ISHMAEL N. DARO
Editor-in-Chief
Lingenfelter, Prebble and several other Saskatoon candidates came to Browsers on the U of S campus to introduce the Renewable Energy Act, a proposal that would boost renewable energy production to provide half of the province’s power by 2025. Currently, renewables only comprise 20 per cent of the province’s energy production.
“We don’t want Saskatchewan lagging behind the rest of the world when it comes to renewable energy,” said Prebble, who holds a masters degree in sustainable environmental management. He was previously a member of the legislative assembly but did not run in 2007, when the seat went to the Saskatchewan Party’s Rob Norris, current minister for advanced education.
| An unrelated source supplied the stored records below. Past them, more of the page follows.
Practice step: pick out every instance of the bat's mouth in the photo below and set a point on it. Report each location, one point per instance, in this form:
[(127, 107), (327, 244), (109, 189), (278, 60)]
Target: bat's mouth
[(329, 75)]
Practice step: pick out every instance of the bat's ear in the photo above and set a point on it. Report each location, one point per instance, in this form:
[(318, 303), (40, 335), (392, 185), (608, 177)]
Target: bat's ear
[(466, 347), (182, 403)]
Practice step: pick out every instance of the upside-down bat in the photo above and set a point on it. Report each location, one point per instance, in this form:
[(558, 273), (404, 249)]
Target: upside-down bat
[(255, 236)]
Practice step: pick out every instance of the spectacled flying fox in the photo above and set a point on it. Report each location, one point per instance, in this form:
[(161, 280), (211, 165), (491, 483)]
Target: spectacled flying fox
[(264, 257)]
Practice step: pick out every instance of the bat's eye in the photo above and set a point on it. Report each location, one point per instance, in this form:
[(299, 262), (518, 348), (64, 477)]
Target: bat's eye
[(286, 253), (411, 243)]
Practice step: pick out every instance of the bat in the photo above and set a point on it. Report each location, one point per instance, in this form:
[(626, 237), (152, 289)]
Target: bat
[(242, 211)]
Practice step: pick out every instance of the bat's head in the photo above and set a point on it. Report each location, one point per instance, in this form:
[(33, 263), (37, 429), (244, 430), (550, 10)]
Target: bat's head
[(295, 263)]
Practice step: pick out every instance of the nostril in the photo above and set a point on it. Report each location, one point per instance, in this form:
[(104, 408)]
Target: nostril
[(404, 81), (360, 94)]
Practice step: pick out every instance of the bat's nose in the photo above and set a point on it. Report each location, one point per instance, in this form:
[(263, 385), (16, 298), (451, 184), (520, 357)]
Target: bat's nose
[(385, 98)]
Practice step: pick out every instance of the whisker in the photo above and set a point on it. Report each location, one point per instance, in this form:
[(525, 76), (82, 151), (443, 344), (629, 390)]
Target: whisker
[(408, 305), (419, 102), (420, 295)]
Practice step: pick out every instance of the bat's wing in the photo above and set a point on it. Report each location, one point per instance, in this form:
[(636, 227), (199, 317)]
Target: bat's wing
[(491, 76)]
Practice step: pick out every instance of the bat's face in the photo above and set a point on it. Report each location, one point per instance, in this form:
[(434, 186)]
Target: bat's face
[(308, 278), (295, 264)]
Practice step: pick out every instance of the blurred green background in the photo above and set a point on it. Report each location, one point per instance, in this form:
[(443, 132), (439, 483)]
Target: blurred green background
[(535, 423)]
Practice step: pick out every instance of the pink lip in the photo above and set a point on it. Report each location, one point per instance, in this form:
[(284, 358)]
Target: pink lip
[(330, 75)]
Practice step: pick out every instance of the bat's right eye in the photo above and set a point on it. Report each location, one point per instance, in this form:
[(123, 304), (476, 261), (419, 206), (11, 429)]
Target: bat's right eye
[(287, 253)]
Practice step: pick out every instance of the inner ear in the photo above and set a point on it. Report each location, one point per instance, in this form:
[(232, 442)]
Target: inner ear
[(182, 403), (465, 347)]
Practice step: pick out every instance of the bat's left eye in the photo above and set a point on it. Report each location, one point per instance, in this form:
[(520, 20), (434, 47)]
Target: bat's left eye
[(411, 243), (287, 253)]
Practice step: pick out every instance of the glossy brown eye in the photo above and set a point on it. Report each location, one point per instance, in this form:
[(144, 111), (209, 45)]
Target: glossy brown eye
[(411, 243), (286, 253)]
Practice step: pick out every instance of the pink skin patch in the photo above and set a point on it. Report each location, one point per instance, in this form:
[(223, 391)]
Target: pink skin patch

The second environmental policy unveiled today is increased municipal recycling funding: a $20 million boost over four years.
Lingenfelter added that an NDP government would be opposed to nuclear energy or storing nuclear waste materials in the province, although uranium mining would continue.
Asked how much the party’s environmental policies would cost, the NDP leader said all the numbers would be in the party platform, which has yet to be released. The Sask. Party has not released its platform either.
Media were notified of the event yesterday but it was not otherwise publicized. The few students who were at Browsers at the time were mostly there coincidentally.
“I’m not really paying attention,” said one student while Lingenfelter was speaking in the background.
“I like the pamphlets though,” she added.
An earlier version of this post stated that Peter Prebble lost his seat in 2007, whereas he was not actually up for election. Rob Norris defeated another NDP candidate, Andrew Mason, to win the Saskatoon-Greystone seat.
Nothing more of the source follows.